# Dirtline in 32584 Löhne



## Mtraildesign (25. Dezember 2012)

hex Suche ein paar Interessenten, die bock haben mit mit nen kleinen dirtpark aufzubauen ... 2 lines stehen schon und Ca. 60 % des Geländes stehen noch frei. also wenn wer bock hat und das Wetter passt kann gerne zum bauen und natürlich auch zum fahren kommen


----------



## n00bly (30. Dezember 2012)

Hi,
ich hätte da wohl interesse dran. Normalerweise fahr ich im Wiehengebirge, in der nähe der Krausen Buche. Wenn es eine schöne Strecke in Löhne geben würde, wäre das deutlich kürzer für mich 
... allerdings fahr ich kein Mountainbike sondern ein Mounteinboard ... ich hoffe das ist kein Problem. Ich würde mir Deine Strecke gerne mal ansehen. vlt. ist die ja Boardtauglich ;-)
--maik


----------



## MTB-News.de




----------



## JENSeits (31. Dezember 2012)

Hey Matze,

wie läuft das denn rechtlich ab? Hast du eine Erlaubnis da zu buddeln?
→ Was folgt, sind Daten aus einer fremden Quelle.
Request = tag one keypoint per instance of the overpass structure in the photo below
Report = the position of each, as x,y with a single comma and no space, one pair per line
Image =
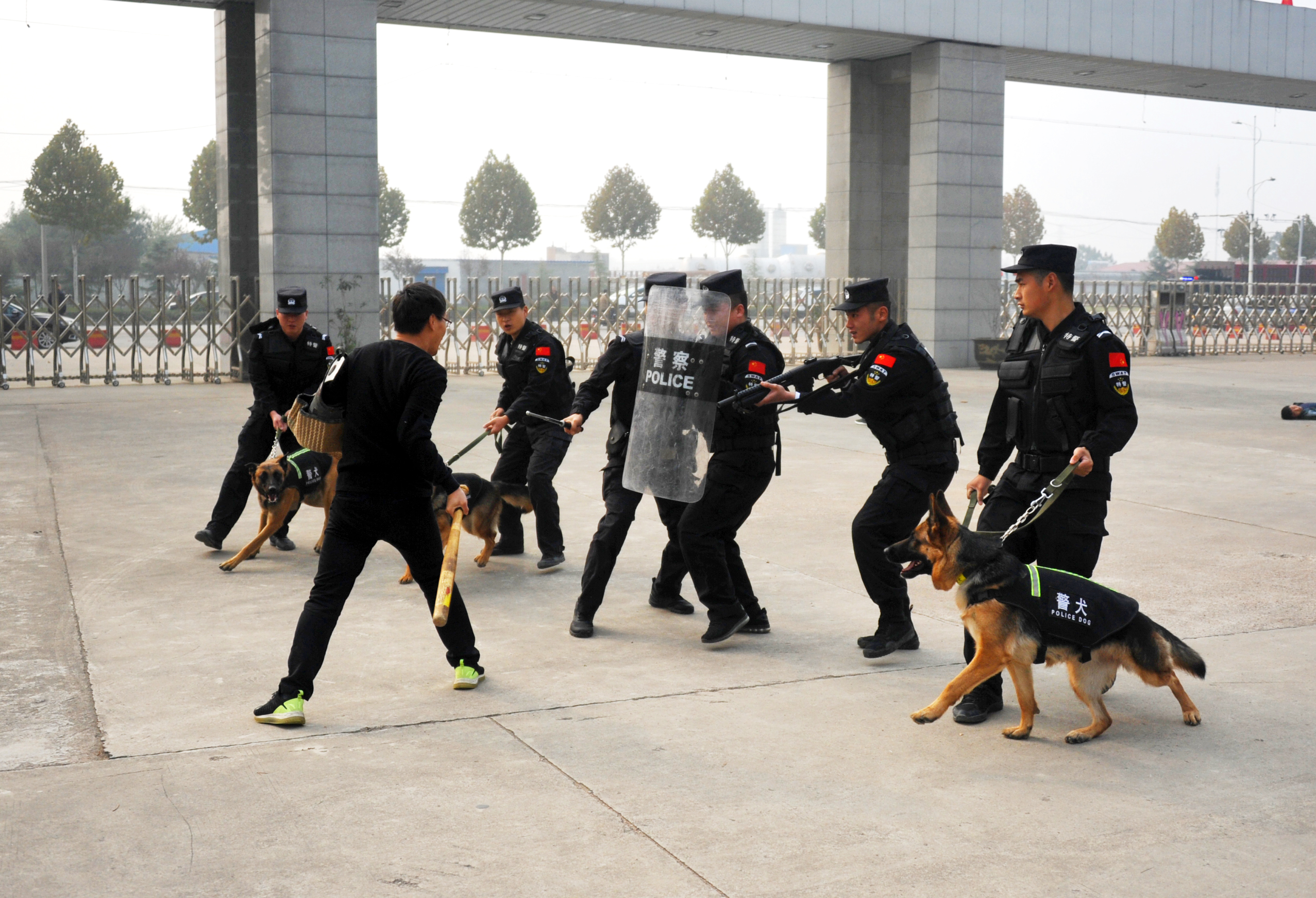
915,113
Das wäre ja genial 


LG Jens


----------



## Mtraildesign (31. Dezember 2012)

ja also die statt findet das Projekt super und steht voll hinter mir ... wir können bauen wie wir wollen  nen ca. 5m hohen Starthügel und 6 schöne tables stehen da jetzt schon . große landungen für Ne double line sind auch schon in einer Reihe da fehlen nur noch dicke Kicker vor ... und joa 60% vom Gelände sind noch ungenutzt 

Gruß Matthias


----------



## Mtraildesign (31. Dezember 2012)

http://fotos.mtb-news.de/s/55573 da hab ich ein paar Bilder vom Bau dieses Jahr gemacht ... Maschinen hab ich auch ab und zu am Start ;D


----------



## JENSeits (31. Dezember 2012)

Sieht gut aus - schau ich mir bei Gelegenheit mal an


----------



## Ehrenfeld (31. Dezember 2012)

öh...okay


----------



## Mtraildesign (31. Dezember 2012)

ja mit nem 20 Tonnen Bagger hab ich viel Spaß gehabt da


----------